A Type 2 report tests whether controls worked over a period, not just whether they were designed correctly on one date. In identity governance, this means auditors look for sustained evidence of approvals, reviews, offboarding, and monitoring rather than one-off screenshots or policy statements.

Expanded Definition

A Type 2 report is evidence that controls operated effectively over a review period, not merely that they were designed well on a single date. In NHI governance, that distinction matters because approvals, access reviews, secret rotation, offboarding, and monitoring must be shown as repeatable control activity, not one-time documentation. This is closer to how auditors evaluate sustained control performance under NIST Cybersecurity Framework 2.0 than a point-in-time attestation. For service accounts and machine credentials, the report often becomes a test of whether the organisation can prove lifecycle discipline across the entire period, including exceptions and remediation. Definitions vary across vendors when Type 2 language is applied to platform attestations, but the governance meaning is consistent: evidence must span time, not just snapshots. NHIMG’s Ultimate Guide to NHIs shows why that matters, given how often NHI control gaps persist in real environments. The most common misapplication is treating a single exported report or screenshot as Type 2 evidence, which occurs when teams cannot demonstrate that controls remained effective throughout the audit window.

Examples and Use Cases

Implementing Type 2 evidence rigorously often introduces documentation and telemetry overhead, requiring organisations to weigh audit confidence against operational effort.

  • An auditor reviews monthly access recertifications for service accounts, checking that approvals happened throughout the full period rather than on one date.
  • A security team produces rotation logs for API keys and certificates, showing that secret changes were completed on schedule and exceptions were remediated.
  • Offboarding records demonstrate that dormant NHI credentials were revoked after application retirement, consistent with the lifecycle themes in Ultimate Guide to NHIs.
  • Monitoring evidence shows repeated alerts, investigations, and closure records for anomalous machine identity usage under a NIST Cybersecurity Framework 2.0 control objective.
  • A third-party assurance review confirms that approvals, reviews, and revocations were operating continuously across the audit period, not only at quarter end.

In practice, Type 2 reports help separate stable control operations from temporary cleanups prepared for an audit.

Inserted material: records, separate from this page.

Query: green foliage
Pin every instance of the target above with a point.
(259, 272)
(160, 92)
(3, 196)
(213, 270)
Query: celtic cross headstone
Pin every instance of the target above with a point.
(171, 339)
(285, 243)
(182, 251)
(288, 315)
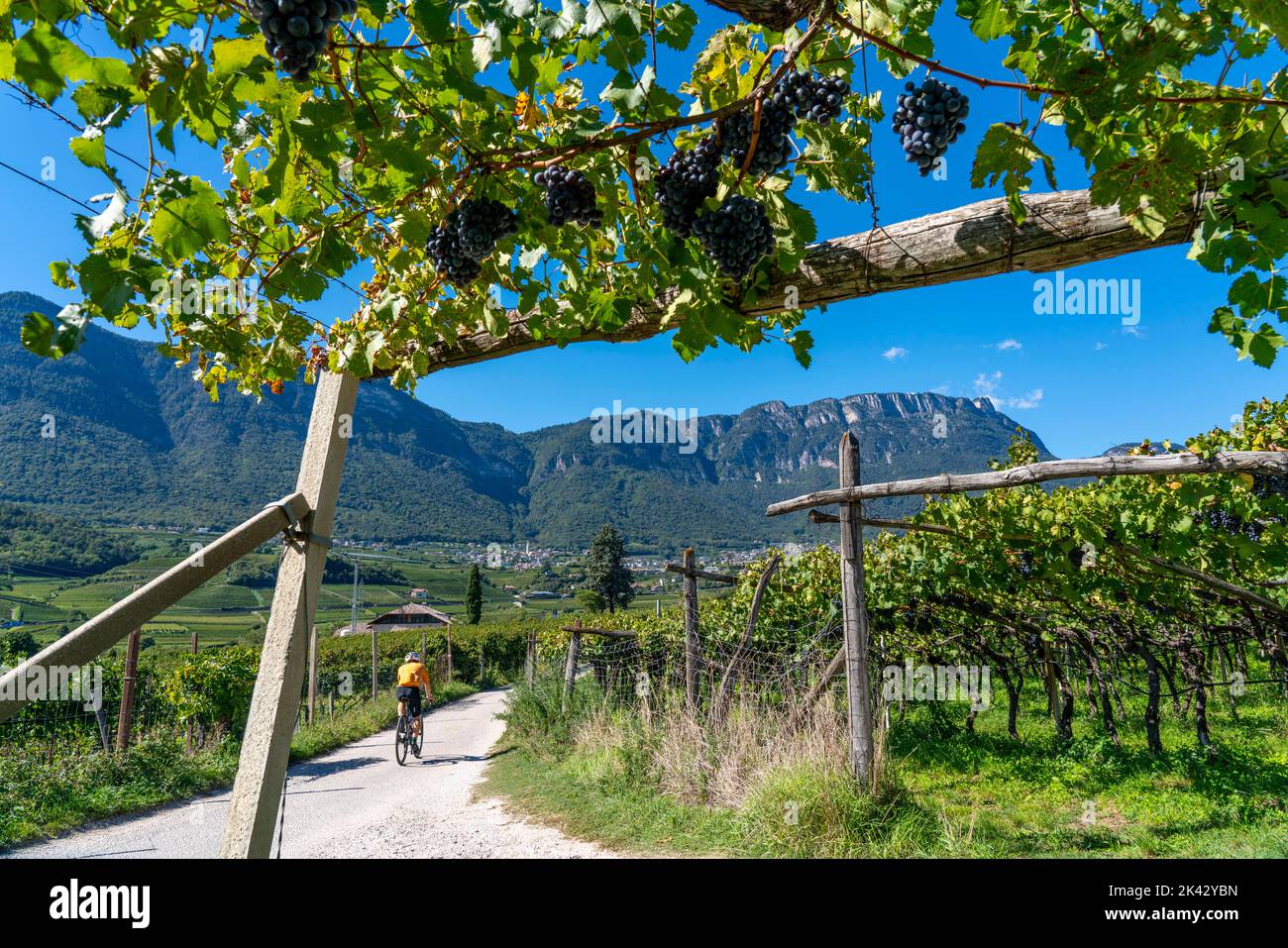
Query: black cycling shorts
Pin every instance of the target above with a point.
(411, 695)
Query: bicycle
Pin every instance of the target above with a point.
(406, 737)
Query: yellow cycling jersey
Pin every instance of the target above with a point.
(412, 674)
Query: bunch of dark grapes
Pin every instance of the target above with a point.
(1270, 485)
(1222, 519)
(687, 180)
(468, 237)
(570, 196)
(928, 120)
(799, 95)
(773, 147)
(816, 98)
(297, 31)
(737, 236)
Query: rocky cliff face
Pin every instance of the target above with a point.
(138, 442)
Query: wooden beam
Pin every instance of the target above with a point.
(777, 14)
(584, 630)
(1064, 230)
(694, 572)
(267, 743)
(91, 639)
(1185, 463)
(819, 517)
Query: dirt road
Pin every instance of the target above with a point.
(355, 801)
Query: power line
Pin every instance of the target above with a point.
(47, 185)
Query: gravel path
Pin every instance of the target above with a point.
(356, 801)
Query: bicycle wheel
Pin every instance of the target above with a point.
(402, 738)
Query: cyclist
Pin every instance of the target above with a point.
(411, 677)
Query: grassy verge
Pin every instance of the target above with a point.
(670, 785)
(43, 796)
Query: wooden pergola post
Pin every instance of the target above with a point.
(855, 618)
(691, 627)
(529, 661)
(125, 714)
(267, 743)
(313, 672)
(571, 666)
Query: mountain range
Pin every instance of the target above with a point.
(138, 442)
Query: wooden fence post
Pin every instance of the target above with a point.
(187, 742)
(692, 659)
(128, 679)
(313, 672)
(571, 668)
(855, 620)
(267, 745)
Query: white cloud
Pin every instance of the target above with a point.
(987, 385)
(1029, 401)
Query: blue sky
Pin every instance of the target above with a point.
(1081, 381)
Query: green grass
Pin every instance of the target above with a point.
(42, 797)
(945, 792)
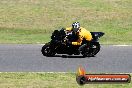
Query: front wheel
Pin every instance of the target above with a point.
(47, 51)
(91, 50)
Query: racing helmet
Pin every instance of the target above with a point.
(75, 26)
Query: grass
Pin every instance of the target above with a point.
(32, 21)
(48, 80)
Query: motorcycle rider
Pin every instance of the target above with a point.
(82, 34)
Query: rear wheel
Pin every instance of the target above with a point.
(47, 51)
(95, 48)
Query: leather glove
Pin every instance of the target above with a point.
(68, 43)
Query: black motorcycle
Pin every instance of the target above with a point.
(57, 44)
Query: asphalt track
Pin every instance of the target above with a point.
(28, 58)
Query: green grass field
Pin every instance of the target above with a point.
(32, 21)
(48, 80)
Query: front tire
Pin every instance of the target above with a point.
(47, 51)
(92, 50)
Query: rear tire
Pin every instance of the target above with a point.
(47, 51)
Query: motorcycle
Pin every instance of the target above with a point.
(57, 44)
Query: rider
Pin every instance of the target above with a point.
(81, 32)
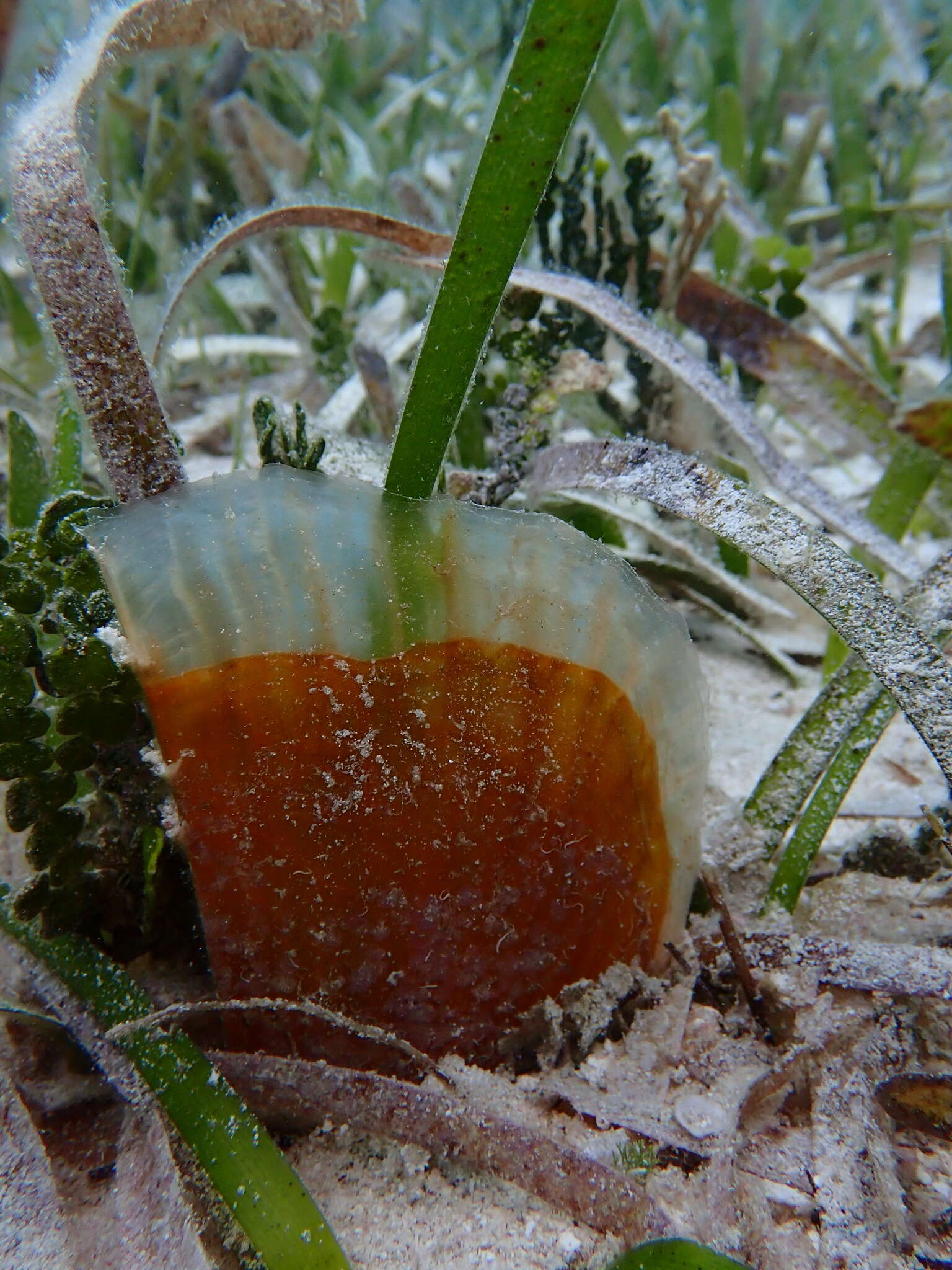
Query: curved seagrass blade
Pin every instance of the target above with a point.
(436, 761)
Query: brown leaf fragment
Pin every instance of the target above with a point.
(296, 1095)
(931, 425)
(32, 1225)
(919, 1101)
(156, 1219)
(809, 380)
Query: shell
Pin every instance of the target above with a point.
(436, 761)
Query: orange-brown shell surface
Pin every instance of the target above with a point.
(434, 761)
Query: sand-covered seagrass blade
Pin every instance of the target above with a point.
(436, 761)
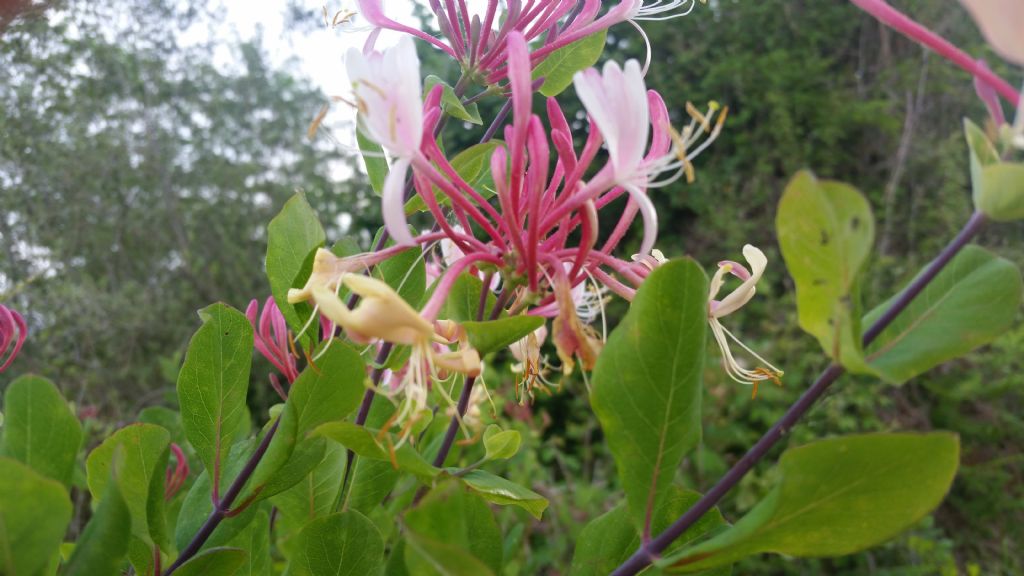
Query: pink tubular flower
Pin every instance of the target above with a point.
(13, 331)
(175, 478)
(478, 40)
(541, 231)
(272, 338)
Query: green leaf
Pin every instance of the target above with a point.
(293, 237)
(213, 382)
(999, 192)
(825, 231)
(464, 299)
(406, 273)
(102, 547)
(974, 299)
(451, 103)
(135, 457)
(306, 456)
(365, 443)
(647, 382)
(453, 532)
(373, 159)
(561, 65)
(499, 444)
(330, 392)
(314, 495)
(255, 541)
(34, 515)
(997, 187)
(215, 562)
(497, 490)
(472, 165)
(372, 480)
(497, 334)
(340, 544)
(610, 539)
(837, 497)
(40, 429)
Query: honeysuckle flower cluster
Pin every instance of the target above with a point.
(477, 40)
(273, 341)
(536, 236)
(13, 331)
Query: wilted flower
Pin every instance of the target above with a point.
(730, 303)
(13, 331)
(530, 368)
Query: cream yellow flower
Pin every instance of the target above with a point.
(730, 303)
(383, 315)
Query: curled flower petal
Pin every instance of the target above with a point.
(388, 89)
(616, 99)
(13, 332)
(649, 215)
(380, 314)
(745, 291)
(393, 204)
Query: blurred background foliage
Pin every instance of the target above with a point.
(136, 180)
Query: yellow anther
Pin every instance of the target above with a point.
(698, 116)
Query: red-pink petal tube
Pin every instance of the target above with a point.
(13, 332)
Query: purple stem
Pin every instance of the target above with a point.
(650, 550)
(221, 510)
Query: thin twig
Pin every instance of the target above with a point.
(223, 508)
(649, 551)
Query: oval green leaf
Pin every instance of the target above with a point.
(40, 429)
(340, 544)
(558, 69)
(974, 299)
(215, 562)
(836, 497)
(453, 532)
(647, 382)
(494, 335)
(134, 457)
(213, 382)
(34, 515)
(610, 538)
(293, 237)
(497, 490)
(825, 231)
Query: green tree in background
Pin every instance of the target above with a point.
(136, 179)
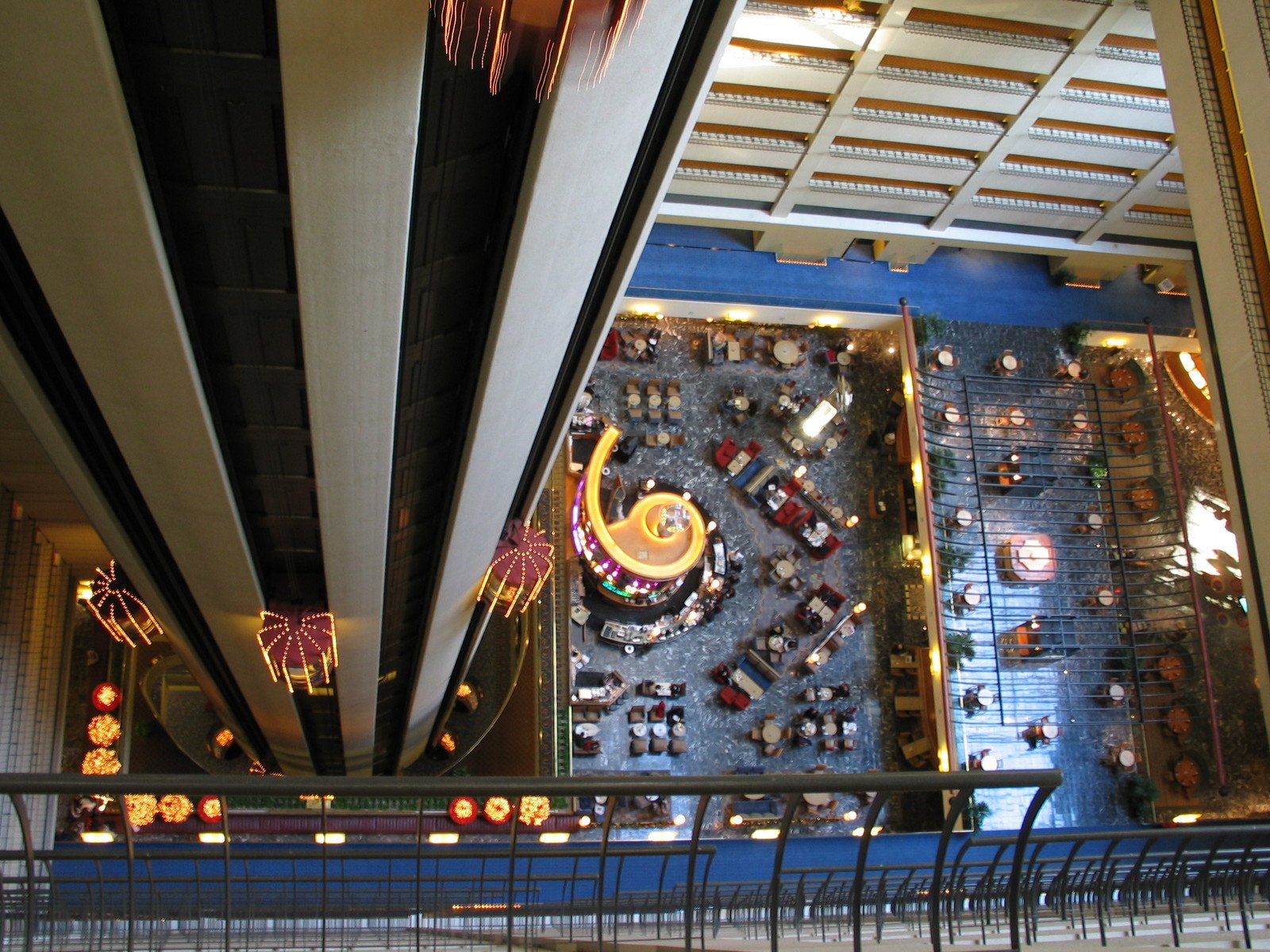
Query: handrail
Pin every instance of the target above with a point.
(821, 782)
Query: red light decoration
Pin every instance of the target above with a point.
(463, 810)
(499, 32)
(120, 611)
(175, 808)
(103, 730)
(298, 649)
(522, 564)
(535, 810)
(141, 809)
(107, 697)
(210, 809)
(497, 810)
(101, 762)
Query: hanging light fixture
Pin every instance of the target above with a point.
(120, 611)
(521, 566)
(495, 35)
(298, 647)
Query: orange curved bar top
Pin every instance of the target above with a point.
(658, 559)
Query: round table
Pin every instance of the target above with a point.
(787, 352)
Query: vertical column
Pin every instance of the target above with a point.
(1210, 86)
(35, 598)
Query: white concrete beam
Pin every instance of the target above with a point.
(73, 187)
(352, 76)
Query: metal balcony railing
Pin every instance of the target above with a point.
(397, 892)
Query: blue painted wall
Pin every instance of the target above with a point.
(962, 285)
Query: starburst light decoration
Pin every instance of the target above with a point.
(522, 564)
(175, 808)
(141, 809)
(210, 809)
(298, 647)
(497, 810)
(495, 35)
(101, 762)
(120, 611)
(103, 730)
(535, 810)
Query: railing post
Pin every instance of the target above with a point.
(1016, 867)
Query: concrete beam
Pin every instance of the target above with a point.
(352, 76)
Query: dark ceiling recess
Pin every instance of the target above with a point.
(203, 86)
(471, 159)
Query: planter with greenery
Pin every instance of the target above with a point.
(927, 327)
(1140, 793)
(959, 647)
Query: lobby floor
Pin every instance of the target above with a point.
(868, 568)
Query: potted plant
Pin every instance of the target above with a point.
(960, 647)
(1140, 793)
(926, 327)
(1075, 336)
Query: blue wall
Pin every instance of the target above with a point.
(962, 285)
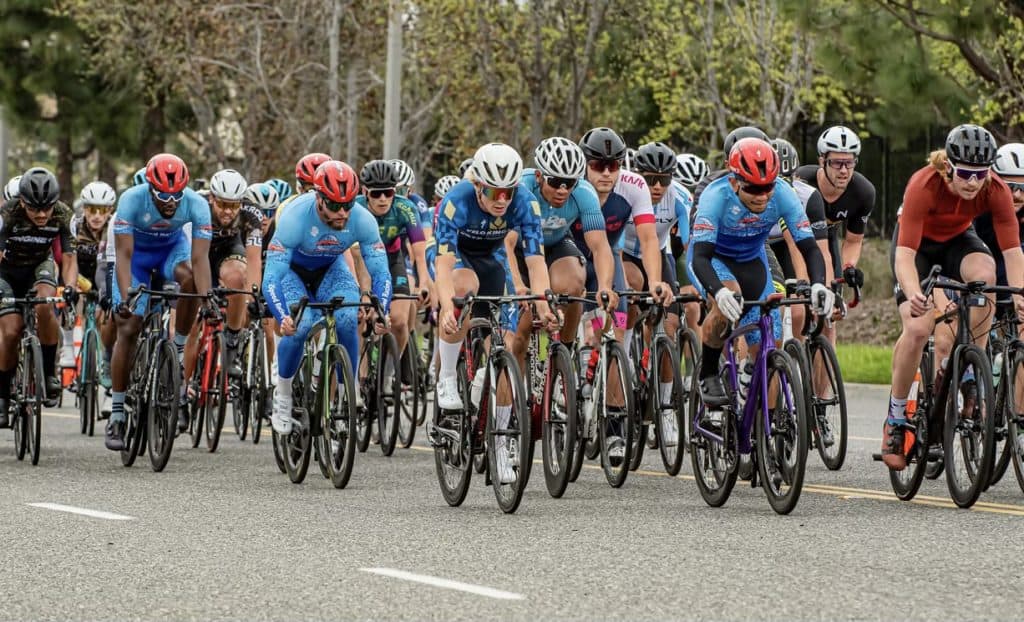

Why It Matters in NHI Security

Type 2 evidence is critical because NHI failures often emerge from drift, not from a single broken control. NHIMG reports that only 20% of organisations have formal processes for offboarding and revoking API keys, and that only 5.7% have full visibility into their service accounts, which means a point-in-time check can miss the very conditions that create breach exposure. Continuous evidence is the only reliable way to prove that secret rotation, ownership, and deprovisioning actually happened across the period under review. This aligns with Ultimate Guide to NHIs and the governance expectations reflected in NIST Cybersecurity Framework 2.0. For NHI programs, Type 2 reporting also creates discipline around evidence retention, control ownership, and exception handling, which are often weak points in machine identity management. Organisations typically encounter the need for Type 2 proof only after an audit exception, incident review, or failed assurance request, at which point the concept becomes operationally unavoidable to address.

Standards & Framework Alignment

This section maps relevant standards and security frameworks to the operational risks and controls described in this guidance.

OWASP Non-Human Identity Top 10 address the attack and risk surface, while NIST CSF 2.0 and NIST SP 800-63 set the governance and control requirements practitioners need to meet.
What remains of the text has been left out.